CVE-2018-25192

Vulnerability

Overview

The GPS Tracking System version 2.12 contains a SQL injection vulnerability in the username parameter of the login endpoint (login.php). The application fails to properly sanitize user input, allowing an attacker to inject arbitrary SQL commands [1][2]. This flaw exists because the username field is directly concatenated into a SQL query without proper escaping or parameterization.

Exploitation

An unauthenticated attacker can exploit this vulnerability by sending a crafted POST request to login.php with a malicious payload in the username field. For example, submitting '+or+1=1+or+''=' as the username bypasses authentication, resulting in a successful login and session creation [1]. No prior authentication or special network access is required, as the login page is publicly accessible.

Impact

Successful exploitation allows the attacker to gain unauthorized access to the GPS tracking application with the privileges of the first valid user in the database.
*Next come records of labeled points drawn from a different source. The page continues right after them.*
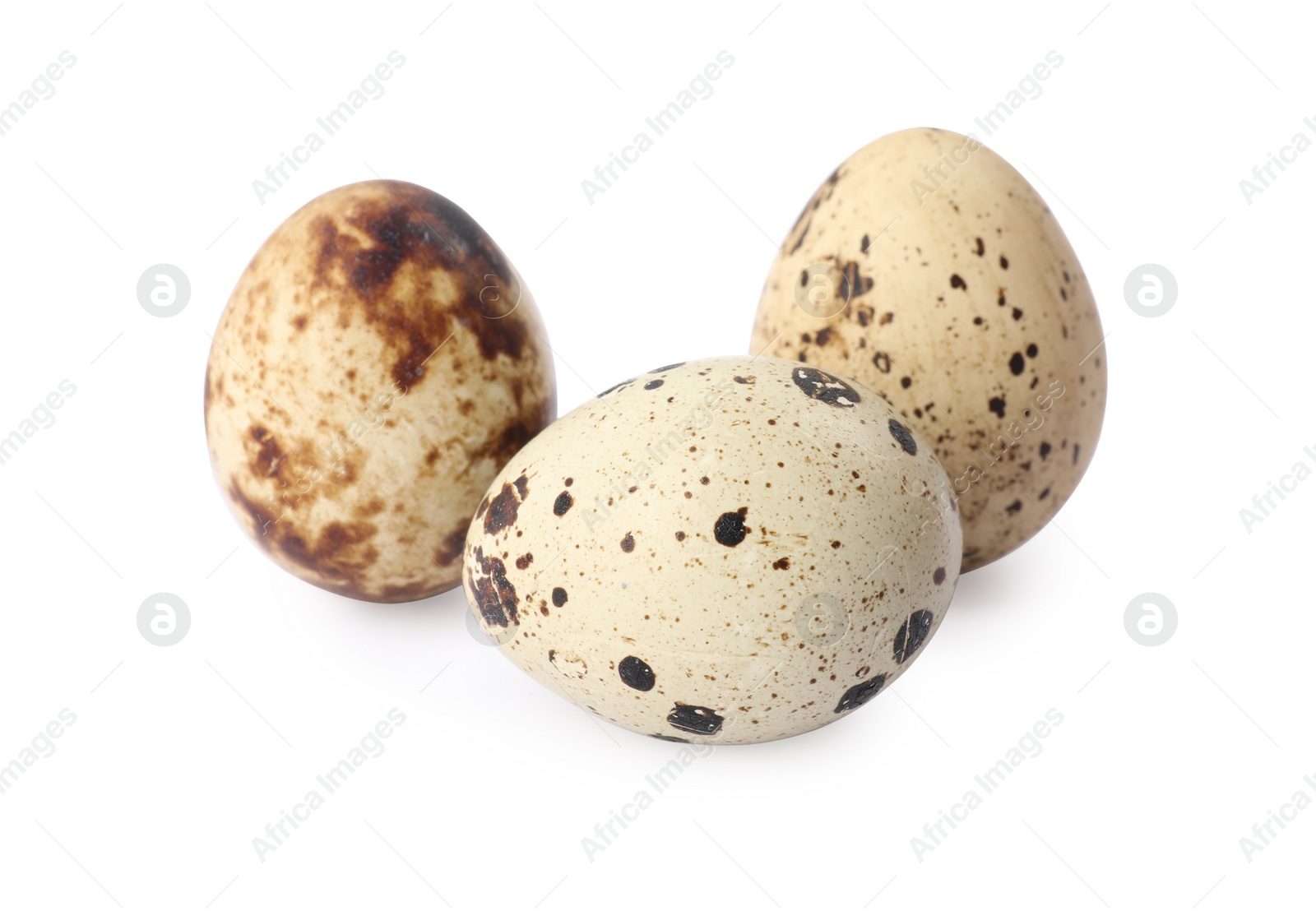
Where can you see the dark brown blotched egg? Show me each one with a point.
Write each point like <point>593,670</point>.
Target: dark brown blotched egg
<point>377,365</point>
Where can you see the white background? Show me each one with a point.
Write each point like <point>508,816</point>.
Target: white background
<point>181,756</point>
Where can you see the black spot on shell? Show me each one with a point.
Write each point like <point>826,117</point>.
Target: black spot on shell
<point>730,528</point>
<point>911,635</point>
<point>636,674</point>
<point>860,694</point>
<point>502,511</point>
<point>695,719</point>
<point>901,435</point>
<point>826,387</point>
<point>495,597</point>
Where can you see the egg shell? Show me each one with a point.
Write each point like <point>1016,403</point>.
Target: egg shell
<point>725,551</point>
<point>928,269</point>
<point>375,366</point>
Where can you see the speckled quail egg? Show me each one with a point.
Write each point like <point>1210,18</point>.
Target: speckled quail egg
<point>724,551</point>
<point>928,269</point>
<point>378,363</point>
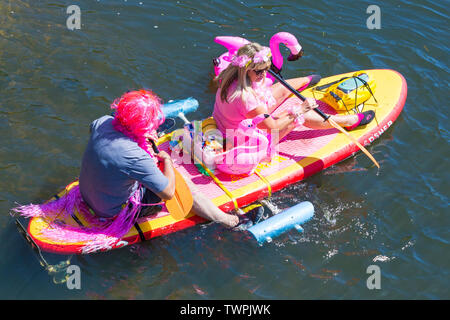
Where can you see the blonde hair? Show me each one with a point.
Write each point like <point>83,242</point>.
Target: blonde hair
<point>233,73</point>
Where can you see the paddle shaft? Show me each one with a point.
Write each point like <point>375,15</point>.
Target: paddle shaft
<point>296,93</point>
<point>324,116</point>
<point>182,201</point>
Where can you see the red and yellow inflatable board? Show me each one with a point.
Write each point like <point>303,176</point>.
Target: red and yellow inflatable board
<point>301,153</point>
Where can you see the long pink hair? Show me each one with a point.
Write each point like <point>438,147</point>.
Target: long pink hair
<point>138,114</point>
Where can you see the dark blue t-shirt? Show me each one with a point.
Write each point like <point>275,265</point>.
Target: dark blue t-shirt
<point>113,166</point>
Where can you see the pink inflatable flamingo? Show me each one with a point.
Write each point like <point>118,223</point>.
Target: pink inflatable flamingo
<point>234,43</point>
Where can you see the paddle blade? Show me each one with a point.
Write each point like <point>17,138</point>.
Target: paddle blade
<point>334,124</point>
<point>181,203</point>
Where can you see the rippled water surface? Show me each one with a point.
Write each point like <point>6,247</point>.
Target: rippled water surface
<point>54,82</point>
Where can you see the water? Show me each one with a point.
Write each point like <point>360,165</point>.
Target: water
<point>54,82</point>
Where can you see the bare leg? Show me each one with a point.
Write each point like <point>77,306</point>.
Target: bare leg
<point>206,209</point>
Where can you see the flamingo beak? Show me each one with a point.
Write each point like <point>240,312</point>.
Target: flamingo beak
<point>295,57</point>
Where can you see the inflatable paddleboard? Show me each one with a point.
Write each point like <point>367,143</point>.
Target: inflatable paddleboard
<point>301,154</point>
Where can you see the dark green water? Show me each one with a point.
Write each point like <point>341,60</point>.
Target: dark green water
<point>54,82</point>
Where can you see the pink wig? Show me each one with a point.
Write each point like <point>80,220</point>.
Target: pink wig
<point>138,114</point>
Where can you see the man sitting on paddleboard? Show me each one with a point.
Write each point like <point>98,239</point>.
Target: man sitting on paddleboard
<point>119,162</point>
<point>242,95</point>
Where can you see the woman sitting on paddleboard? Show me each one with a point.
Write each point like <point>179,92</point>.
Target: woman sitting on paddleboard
<point>243,95</point>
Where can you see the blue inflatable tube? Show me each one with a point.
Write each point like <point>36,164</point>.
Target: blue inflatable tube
<point>282,222</point>
<point>173,108</point>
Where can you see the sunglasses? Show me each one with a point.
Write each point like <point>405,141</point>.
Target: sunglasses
<point>259,72</point>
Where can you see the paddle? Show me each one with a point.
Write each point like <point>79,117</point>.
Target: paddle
<point>181,203</point>
<point>324,116</point>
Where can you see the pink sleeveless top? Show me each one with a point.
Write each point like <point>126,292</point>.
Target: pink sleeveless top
<point>229,114</point>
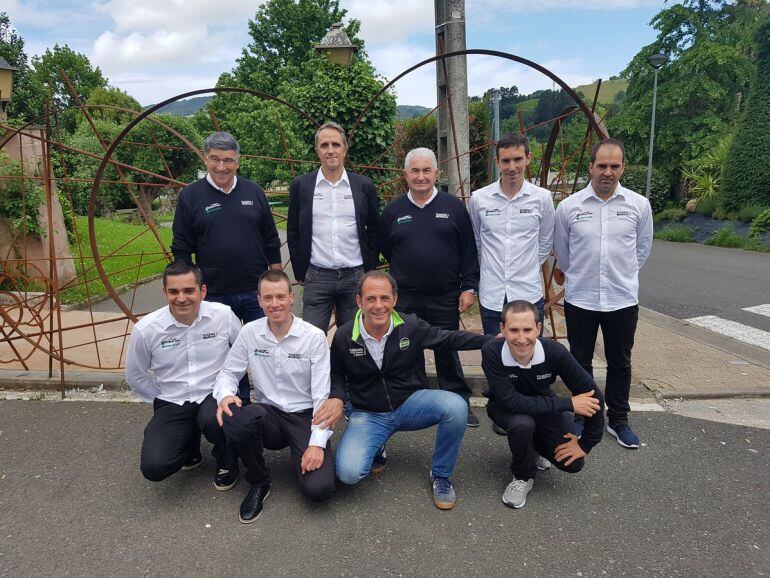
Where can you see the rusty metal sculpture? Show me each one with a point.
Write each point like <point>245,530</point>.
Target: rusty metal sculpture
<point>38,330</point>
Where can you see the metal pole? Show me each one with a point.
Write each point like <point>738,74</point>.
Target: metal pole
<point>652,135</point>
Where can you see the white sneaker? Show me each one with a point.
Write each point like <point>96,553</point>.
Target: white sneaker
<point>541,463</point>
<point>515,495</point>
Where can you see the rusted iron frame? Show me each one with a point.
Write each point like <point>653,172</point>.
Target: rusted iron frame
<point>108,154</point>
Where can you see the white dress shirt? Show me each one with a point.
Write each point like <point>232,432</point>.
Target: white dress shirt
<point>291,374</point>
<point>220,189</point>
<point>601,245</point>
<point>513,238</point>
<point>175,362</point>
<point>376,347</point>
<point>335,243</point>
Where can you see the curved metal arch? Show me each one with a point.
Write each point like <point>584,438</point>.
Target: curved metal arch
<point>481,51</point>
<point>108,155</point>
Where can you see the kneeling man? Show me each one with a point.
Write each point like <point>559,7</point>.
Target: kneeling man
<point>520,370</point>
<point>172,362</point>
<point>289,362</point>
<point>376,356</point>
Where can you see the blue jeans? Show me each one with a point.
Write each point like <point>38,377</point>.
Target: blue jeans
<point>367,432</point>
<point>490,320</point>
<point>245,305</point>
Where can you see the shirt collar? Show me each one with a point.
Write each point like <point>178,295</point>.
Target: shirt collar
<point>411,198</point>
<point>510,361</point>
<point>321,178</point>
<point>220,189</point>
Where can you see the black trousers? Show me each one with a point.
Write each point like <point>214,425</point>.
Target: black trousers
<point>618,330</point>
<point>528,434</point>
<point>174,433</point>
<point>258,426</point>
<point>441,311</point>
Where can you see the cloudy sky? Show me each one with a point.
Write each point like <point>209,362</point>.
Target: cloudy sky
<point>155,49</point>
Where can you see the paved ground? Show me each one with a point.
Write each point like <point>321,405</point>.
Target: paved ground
<point>692,501</point>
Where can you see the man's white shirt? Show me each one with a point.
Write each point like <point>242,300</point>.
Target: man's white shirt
<point>334,243</point>
<point>175,362</point>
<point>292,374</point>
<point>601,245</point>
<point>513,238</point>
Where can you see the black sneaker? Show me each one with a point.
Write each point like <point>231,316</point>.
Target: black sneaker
<point>251,507</point>
<point>226,478</point>
<point>194,459</point>
<point>379,462</point>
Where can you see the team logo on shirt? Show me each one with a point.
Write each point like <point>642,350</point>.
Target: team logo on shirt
<point>584,216</point>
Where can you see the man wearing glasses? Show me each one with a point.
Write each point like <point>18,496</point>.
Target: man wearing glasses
<point>226,222</point>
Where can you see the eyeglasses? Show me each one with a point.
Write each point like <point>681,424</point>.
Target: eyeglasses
<point>228,162</point>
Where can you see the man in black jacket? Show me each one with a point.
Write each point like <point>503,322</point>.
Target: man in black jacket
<point>427,237</point>
<point>226,222</point>
<point>375,356</point>
<point>331,231</point>
<point>520,369</point>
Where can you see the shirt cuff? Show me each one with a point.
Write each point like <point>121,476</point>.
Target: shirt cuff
<point>319,437</point>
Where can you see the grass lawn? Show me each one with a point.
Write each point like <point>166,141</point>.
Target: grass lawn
<point>121,246</point>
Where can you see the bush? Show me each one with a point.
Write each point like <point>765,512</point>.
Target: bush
<point>760,224</point>
<point>746,179</point>
<point>635,178</point>
<point>676,233</point>
<point>726,237</point>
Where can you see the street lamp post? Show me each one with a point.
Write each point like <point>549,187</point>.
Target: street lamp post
<point>656,61</point>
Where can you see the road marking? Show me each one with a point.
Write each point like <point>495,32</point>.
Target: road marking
<point>739,331</point>
<point>759,309</point>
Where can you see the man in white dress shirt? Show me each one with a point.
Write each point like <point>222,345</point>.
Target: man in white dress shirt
<point>513,224</point>
<point>602,237</point>
<point>289,362</point>
<point>172,362</point>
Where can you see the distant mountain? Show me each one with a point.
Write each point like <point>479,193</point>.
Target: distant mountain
<point>185,107</point>
<point>404,111</point>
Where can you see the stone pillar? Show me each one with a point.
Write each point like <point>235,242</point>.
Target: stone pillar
<point>450,37</point>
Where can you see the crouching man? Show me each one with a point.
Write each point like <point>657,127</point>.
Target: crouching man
<point>520,370</point>
<point>289,362</point>
<point>376,356</point>
<point>172,362</point>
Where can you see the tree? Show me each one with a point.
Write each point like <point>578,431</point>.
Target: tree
<point>701,91</point>
<point>747,181</point>
<point>28,96</point>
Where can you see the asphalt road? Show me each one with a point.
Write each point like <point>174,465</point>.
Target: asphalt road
<point>687,280</point>
<point>692,501</point>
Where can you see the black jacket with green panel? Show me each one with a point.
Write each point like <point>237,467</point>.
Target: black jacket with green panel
<point>383,390</point>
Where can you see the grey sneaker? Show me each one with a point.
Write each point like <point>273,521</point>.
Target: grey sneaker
<point>443,493</point>
<point>515,495</point>
<point>541,463</point>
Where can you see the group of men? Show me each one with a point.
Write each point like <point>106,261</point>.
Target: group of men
<point>441,256</point>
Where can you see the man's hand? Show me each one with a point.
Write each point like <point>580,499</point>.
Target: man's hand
<point>329,413</point>
<point>466,300</point>
<point>585,404</point>
<point>569,450</point>
<point>312,459</point>
<point>224,407</point>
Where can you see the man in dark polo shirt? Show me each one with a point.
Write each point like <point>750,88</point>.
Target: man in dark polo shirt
<point>225,221</point>
<point>427,237</point>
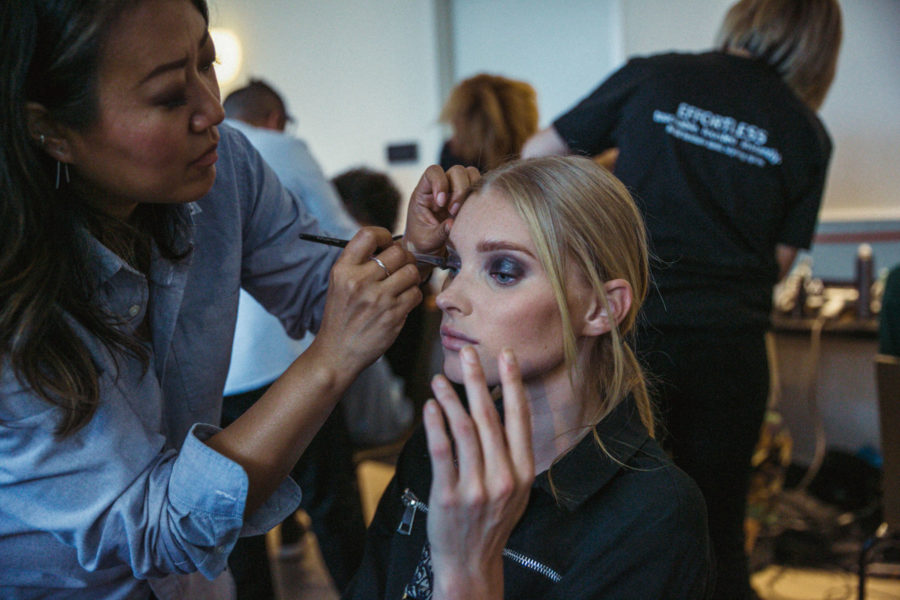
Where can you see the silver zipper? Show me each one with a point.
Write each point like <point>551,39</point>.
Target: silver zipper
<point>412,504</point>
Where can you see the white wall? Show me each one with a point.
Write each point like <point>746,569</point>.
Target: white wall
<point>360,74</point>
<point>356,74</point>
<point>559,48</point>
<point>566,48</point>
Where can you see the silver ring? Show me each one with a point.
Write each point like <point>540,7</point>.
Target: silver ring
<point>381,264</point>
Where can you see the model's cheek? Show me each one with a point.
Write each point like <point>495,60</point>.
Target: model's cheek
<point>452,368</point>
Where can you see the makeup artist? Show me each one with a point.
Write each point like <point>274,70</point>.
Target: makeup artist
<point>727,160</point>
<point>130,220</point>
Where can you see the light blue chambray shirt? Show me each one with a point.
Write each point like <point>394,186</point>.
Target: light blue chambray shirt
<point>136,495</point>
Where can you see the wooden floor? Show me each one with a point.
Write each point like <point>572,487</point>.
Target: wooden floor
<point>301,575</point>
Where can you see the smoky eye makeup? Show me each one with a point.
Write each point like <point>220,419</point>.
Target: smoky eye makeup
<point>505,269</point>
<point>452,262</point>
This could lead to viewing sensitive tracking data, modifying system settings, or further compromising the underlying server [2]. The CVSS v3 score of 8.2 indicates a high severity due to the low complexity and network attack vector.

Mitigation

The vendor has not released a patch for this version, as the project appears to be inactive. Users are advised to upgrade to a maintained fork or implement input validation and parameterized queries to prevent SQL injection. For immediate protection, a web application firewall (WAF) can be configured to block malicious patterns in the username field.